Por um momento, no meio da luz que se esvai, Fiona me observa com um olhar quase vazio, mas seu rosto mantém a compostura de uma pessoa perfeitamente em paz. – Você não pode dizer isso pra eles agora? Pros seus pais?
– Já tentei algumas vezes, mas o momento certo nunca chega. Além disso, acho que já decidiram o que pensam de mim.
Ela assopra entre os lábios apertados. – Por que não escreve uma carta pra eles? Coloca tudo ali, preto no branco.
– Não sei, Fi... ia parecer que eu tava dando mais importância que o devido... – digo, me sentindo cansado e enjoado de repente. Me encosto na poltrona, mas em seguida me inclino de novo pra frente e cruzo os braços em volta do corpo.
– Mas é óbvio que isso significa alguma coisa pra eles, Mark. E pra você também, do contrário cê não estaria contando isso pra mim.
– Eu sei. – Olho pra ela com ar derrotado. – Vou pensar nisso. Obrigado por escutar.
– É claro, amor... – Fiona abre um sorriso tristonho, percebendo como estou suando e me contorcendo. – Vou sair agora, querido, e te deixar descansando um pouco – ela sussurra, e então põe a mão e dá um beijo na minha testa suada. O abraço dela parece duro e pesado, e fico aliviado quando ela sai.

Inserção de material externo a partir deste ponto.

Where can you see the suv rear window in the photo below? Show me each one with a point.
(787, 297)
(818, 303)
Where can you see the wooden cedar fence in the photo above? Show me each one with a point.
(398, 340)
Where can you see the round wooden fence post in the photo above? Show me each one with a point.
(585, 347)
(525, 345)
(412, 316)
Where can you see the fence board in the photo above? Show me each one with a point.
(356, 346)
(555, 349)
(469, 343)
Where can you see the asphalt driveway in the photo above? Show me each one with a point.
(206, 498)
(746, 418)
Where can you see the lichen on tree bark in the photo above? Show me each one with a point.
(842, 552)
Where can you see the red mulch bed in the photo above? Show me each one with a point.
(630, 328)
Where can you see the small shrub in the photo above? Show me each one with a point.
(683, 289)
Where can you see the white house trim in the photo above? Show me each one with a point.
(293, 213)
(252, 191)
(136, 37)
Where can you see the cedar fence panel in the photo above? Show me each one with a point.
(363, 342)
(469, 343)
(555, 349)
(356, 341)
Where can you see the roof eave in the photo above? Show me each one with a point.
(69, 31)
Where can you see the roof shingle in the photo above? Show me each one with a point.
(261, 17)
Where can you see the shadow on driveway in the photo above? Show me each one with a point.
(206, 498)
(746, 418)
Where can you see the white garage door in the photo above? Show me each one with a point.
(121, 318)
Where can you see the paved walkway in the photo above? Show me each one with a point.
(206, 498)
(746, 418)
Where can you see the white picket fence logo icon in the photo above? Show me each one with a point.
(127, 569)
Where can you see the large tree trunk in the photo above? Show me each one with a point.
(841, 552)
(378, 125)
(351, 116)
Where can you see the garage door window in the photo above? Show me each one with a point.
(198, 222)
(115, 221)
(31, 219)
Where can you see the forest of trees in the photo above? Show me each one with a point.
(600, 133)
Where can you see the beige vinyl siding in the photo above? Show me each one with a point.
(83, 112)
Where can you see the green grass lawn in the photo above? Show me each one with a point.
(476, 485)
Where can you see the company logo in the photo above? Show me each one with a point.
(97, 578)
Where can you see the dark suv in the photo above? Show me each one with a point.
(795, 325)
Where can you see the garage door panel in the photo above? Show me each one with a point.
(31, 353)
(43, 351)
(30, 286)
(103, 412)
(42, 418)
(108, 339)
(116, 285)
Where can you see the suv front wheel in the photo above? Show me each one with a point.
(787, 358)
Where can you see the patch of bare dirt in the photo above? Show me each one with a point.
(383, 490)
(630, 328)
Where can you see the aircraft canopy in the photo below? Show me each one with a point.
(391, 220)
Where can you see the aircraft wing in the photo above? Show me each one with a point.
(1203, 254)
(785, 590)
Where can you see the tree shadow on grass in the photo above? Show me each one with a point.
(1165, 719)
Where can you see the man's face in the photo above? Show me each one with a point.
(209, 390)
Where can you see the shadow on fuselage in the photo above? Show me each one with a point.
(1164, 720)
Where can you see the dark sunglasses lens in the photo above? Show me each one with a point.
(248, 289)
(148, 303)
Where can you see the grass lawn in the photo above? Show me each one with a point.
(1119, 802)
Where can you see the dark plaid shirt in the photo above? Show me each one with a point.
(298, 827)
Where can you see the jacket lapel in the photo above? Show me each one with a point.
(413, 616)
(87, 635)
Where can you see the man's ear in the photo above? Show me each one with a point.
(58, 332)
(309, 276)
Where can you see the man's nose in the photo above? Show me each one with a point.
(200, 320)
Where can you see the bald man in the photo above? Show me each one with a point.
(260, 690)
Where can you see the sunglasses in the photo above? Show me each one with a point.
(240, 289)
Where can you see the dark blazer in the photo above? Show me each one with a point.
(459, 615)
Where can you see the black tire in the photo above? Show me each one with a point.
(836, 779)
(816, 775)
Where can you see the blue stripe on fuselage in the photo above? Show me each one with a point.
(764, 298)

Assim que passa um bom par de minutos, desço até o telefone público e ligo pro Sick Boy na Montgomery Street. Começo a falar descontroladamente, conto a respeito de Don e pergunto como ele anda fazendo pra descolar heroína. Ele me diz: – Cê não se interessa por nada além de um pico.
Protestos parecem inapropriados e fúteis, e pela primeira vez me dou conta de que essa afirmação é basicamente verdadeira. O que me faz pensar: tá realmente na hora de parar. Não ouço mais nada que ele diz até as moedas acabarem.
Cê precisa parar com isso agora mesmo ou vai arruinar tudo.
O que eu fiz, então, foi sair e atravessar a pé a cidade fria e tempestuosa até a Union Street.